事件を受け、当時の内閣総理大臣・山本権兵衛は、即刻皇太子に対して辞表を提出しました。辞表の意思を受けた皇太子は、山本をなだめて思いとどまらせようとしましたが、山もとの決意は固いものでした。結局1月7日に内閣が総辞職することになります。また、警護責任を取る形で、当時の警視総監である湯浅倉平と、警視庁警務部長の正力松太郎が懲戒免官になりました。大助が状況する際に立ち寄っただけの京都府知事まで懲戒処分の中で最も軽い、譴責処分を受けました。

大助の郷里では

大助の出身地であった山口県の知事に対しては、2ヶ月間、2割の減俸処分がされました。また、年末に起こった事件でしたので、山口県の全ての村々では正月の行事を全て取りやめて、事件に対しての喪に服しました。大助が卒業した小学校の校長と担任は教育責任を取り、辞職に追い込まれました。
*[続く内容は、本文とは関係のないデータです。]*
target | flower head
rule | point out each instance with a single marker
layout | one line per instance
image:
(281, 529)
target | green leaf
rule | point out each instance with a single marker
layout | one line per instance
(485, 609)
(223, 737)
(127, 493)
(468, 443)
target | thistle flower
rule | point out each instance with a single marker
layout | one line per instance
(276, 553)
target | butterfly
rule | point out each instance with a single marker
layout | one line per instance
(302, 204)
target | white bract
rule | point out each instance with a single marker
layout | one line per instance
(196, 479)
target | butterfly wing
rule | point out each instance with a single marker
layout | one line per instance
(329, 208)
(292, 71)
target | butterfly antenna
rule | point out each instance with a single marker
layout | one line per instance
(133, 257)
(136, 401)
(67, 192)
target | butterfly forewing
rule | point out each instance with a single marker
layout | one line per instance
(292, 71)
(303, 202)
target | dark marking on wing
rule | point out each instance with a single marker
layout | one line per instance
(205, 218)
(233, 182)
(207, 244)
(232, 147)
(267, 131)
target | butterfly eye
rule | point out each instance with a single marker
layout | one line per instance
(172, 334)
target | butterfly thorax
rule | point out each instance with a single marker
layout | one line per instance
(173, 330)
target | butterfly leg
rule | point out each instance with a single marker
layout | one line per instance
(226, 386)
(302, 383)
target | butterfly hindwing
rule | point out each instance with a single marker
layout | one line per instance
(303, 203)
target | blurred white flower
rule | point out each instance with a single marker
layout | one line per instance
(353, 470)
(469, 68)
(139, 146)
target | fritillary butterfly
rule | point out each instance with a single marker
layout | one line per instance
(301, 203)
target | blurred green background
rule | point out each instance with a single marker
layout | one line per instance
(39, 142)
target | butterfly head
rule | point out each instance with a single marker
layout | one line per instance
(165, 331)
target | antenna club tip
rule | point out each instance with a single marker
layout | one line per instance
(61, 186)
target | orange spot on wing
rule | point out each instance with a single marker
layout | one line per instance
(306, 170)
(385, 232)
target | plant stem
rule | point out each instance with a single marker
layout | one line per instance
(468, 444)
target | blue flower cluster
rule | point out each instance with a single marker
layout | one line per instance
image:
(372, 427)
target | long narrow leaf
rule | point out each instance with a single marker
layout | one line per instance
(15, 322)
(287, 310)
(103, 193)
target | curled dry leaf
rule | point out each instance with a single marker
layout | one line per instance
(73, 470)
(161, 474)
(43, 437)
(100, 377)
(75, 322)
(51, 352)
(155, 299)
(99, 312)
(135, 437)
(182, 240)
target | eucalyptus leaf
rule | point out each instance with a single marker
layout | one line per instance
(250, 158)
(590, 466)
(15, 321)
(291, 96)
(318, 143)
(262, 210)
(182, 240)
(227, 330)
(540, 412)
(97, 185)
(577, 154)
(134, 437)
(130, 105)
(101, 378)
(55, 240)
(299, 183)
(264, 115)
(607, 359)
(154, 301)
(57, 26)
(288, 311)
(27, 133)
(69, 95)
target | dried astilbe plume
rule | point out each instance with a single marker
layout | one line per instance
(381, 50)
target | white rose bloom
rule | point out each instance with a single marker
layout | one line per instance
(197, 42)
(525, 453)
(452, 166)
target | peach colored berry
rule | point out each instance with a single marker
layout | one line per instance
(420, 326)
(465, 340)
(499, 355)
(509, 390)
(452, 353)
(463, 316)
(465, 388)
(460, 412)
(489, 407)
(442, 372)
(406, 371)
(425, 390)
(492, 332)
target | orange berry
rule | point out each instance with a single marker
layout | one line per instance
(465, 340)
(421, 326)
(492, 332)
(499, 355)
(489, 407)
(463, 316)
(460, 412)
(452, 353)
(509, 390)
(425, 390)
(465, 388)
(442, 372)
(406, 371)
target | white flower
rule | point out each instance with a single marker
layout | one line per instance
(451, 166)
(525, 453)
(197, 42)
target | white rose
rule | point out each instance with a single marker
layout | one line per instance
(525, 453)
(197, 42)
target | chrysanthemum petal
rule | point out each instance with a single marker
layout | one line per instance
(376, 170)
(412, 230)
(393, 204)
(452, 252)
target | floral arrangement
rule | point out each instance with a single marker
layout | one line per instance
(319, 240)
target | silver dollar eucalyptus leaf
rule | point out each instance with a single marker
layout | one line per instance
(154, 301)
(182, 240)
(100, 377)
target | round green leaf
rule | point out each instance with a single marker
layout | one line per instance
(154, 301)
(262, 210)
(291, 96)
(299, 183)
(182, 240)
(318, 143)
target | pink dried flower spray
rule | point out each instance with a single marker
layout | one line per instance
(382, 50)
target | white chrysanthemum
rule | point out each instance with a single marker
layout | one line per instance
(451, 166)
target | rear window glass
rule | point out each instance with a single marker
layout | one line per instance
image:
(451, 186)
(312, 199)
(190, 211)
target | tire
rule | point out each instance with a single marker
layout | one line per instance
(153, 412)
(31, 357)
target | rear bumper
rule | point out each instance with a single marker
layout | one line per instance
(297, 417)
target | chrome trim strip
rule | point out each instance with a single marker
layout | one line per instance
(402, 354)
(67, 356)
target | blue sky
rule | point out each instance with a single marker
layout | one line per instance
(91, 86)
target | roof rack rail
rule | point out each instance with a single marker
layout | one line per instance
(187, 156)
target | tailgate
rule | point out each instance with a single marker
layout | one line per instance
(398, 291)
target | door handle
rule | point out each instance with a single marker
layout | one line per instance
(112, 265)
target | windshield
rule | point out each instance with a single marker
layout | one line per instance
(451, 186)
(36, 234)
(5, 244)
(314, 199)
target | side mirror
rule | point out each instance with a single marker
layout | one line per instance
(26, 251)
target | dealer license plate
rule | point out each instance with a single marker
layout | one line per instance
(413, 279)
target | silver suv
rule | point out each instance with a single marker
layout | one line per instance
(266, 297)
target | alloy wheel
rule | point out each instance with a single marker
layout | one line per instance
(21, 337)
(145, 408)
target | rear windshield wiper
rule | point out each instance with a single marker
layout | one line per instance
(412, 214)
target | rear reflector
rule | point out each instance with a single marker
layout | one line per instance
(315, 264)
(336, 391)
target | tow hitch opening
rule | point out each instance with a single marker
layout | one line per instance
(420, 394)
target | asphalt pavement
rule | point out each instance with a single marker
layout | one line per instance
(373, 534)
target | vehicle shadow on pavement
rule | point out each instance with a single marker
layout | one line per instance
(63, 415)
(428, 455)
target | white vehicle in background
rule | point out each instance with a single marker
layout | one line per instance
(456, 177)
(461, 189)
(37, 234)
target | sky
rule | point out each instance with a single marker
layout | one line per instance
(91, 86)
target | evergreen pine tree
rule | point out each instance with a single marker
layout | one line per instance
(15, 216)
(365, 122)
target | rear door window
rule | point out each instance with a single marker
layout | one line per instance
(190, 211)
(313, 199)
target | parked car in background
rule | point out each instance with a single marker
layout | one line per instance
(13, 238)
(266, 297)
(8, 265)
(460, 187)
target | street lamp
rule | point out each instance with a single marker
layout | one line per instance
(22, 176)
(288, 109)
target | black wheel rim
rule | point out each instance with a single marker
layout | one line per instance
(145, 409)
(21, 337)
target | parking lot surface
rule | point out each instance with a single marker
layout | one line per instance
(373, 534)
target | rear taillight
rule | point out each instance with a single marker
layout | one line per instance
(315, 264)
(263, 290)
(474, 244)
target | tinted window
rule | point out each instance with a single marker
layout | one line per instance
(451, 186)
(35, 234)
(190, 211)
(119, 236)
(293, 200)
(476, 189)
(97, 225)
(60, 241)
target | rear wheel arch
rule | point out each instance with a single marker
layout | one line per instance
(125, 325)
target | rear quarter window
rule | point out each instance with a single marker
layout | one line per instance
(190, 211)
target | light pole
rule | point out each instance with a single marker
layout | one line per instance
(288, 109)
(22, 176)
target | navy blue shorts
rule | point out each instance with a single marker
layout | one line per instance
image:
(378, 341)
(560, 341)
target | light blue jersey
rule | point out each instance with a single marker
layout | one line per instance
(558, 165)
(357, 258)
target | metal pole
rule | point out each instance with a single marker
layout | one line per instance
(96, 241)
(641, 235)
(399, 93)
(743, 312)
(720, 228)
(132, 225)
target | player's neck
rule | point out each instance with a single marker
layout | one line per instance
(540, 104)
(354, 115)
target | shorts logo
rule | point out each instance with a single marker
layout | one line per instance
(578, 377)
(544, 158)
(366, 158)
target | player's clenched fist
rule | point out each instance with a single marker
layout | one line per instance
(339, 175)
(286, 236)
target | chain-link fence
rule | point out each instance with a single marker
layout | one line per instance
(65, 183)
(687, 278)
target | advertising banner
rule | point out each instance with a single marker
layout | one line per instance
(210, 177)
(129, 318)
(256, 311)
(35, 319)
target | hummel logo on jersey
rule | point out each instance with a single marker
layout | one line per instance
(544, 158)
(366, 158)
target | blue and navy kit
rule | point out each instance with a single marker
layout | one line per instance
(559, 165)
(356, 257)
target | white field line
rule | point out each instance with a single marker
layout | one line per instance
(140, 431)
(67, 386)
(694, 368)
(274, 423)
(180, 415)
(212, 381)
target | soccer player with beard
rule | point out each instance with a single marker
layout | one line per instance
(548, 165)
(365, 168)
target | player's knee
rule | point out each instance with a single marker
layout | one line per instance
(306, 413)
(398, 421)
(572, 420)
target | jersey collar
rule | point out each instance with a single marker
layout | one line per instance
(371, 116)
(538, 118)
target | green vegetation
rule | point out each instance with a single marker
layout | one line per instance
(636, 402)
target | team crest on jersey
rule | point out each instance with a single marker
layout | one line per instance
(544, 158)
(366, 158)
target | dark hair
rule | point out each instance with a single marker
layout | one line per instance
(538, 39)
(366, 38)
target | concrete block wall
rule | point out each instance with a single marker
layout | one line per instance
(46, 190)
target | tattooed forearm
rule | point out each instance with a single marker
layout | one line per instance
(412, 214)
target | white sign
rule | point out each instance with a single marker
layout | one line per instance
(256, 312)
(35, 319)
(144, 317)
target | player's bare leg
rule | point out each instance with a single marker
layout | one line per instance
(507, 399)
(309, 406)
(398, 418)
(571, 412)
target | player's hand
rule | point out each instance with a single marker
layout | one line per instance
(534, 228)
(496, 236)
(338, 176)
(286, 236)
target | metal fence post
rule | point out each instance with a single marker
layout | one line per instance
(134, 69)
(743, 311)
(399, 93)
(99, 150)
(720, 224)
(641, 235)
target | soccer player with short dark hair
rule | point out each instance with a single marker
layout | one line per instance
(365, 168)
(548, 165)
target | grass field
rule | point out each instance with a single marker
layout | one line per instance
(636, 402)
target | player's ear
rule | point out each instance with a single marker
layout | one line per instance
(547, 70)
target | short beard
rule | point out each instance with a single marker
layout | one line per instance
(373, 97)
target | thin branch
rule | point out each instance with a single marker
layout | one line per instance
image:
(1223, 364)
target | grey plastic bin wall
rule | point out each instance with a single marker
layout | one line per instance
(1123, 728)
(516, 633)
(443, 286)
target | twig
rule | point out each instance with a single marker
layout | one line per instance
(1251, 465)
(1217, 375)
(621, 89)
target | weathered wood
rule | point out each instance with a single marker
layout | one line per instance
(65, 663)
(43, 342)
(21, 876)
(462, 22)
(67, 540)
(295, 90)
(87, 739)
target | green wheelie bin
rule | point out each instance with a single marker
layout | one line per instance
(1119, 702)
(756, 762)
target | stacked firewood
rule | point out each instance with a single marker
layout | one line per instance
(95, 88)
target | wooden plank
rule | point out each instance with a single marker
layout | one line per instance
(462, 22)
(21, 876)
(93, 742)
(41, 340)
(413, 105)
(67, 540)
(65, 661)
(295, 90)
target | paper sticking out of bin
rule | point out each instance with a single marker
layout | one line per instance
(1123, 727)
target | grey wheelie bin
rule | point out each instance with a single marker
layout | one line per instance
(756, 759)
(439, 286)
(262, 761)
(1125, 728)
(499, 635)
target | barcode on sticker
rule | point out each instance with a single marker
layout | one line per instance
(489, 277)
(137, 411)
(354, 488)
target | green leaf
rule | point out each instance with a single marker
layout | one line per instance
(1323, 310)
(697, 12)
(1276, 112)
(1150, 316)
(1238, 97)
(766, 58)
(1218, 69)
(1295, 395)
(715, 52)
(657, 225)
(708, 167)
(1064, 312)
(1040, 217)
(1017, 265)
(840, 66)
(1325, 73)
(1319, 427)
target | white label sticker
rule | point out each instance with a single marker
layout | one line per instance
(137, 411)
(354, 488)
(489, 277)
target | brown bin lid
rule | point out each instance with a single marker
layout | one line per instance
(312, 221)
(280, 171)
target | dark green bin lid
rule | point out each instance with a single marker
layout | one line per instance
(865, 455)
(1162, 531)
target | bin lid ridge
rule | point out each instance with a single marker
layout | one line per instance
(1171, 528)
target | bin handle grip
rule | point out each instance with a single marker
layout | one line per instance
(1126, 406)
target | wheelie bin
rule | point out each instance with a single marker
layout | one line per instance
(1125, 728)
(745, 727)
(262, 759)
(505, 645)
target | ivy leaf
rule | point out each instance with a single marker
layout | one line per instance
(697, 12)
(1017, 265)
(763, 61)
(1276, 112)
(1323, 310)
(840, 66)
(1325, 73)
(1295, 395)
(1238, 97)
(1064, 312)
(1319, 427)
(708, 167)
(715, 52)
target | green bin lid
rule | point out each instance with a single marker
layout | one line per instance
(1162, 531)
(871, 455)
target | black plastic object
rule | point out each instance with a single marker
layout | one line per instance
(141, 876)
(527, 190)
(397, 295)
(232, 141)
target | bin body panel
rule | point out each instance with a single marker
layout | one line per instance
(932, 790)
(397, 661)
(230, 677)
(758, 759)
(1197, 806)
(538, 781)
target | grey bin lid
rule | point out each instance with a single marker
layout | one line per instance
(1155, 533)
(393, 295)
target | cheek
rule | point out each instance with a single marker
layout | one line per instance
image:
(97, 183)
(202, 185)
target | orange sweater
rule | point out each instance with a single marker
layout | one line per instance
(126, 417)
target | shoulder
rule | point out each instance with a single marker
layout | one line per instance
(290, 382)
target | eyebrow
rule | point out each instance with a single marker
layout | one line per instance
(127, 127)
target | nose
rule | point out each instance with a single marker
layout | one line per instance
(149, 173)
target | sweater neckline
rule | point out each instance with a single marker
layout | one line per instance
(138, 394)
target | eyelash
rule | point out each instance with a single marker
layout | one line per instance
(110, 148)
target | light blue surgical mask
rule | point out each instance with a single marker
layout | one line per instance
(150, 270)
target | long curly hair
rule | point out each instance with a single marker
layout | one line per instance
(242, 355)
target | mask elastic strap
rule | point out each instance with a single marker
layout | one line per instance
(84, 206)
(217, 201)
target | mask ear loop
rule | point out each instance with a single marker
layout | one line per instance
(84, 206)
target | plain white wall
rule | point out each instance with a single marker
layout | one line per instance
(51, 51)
教育勅語(明治天皇の名のもとに、明治23年に発せられた『教育ニ関スル勅語』のこと。昭和に入って失効されています)の奉読を間違えただけで、自らの命を絶った校長がいる程の時代で、衆議院の院内会派の庚申倶楽部に所属していた大助の父・難波作之進は、息子の事件の報を受けると即刻辞表を提出しました。更に、自宅の門を青竹で結んだ閉門の様式を取り、家の中の一室で謹慎して食を断ちました。父親は、大助が処刑されてから半年後、食を断ったことにより、この世を去りました。兄もまた、それまで勤務していた鉱業会社を退職しています。

裁判

大助は事件を起こす前、自分が精神異常者ではないことを示すために、新聞社に対して、自分は共産主義者であること、テロの決行を伝える趣意書を送付し、友人らには絶交状を送りつけていました。大助が起こした皇室の人間に対する大逆罪は、はじめから現在の最高裁判所である大審院で審理されます。大助を精神異常者とすることは不可能であったため、『自己の行為が誤りであったと陳述させ、裁判長は難波の改悛の情を認めたうえで死刑の判決を下すが、摂政の計らいにより死一等を減じ無期懲役とする』とすることが、天皇の権威を回復するための最も良い手段だと政府や検察が判断し、そうするように動いていました。しかし、大助は審理の最終陳述で、こうした藩政陳述を行わず、11月13日に極刑が言い渡されました。このとき大助は、『日本無産労働者、日本共産党万歳、ロシア社会主義ソビエト共和国万歳、共産党インターナショナル万歳』と叫んだと言われています。

刑の執行は2日後に行われ、最後の言葉は『私は冷然として涙一つ落とさない』でした。父親が遺体の引き取りを拒んだため、大助は無縁仏として埋葬されました。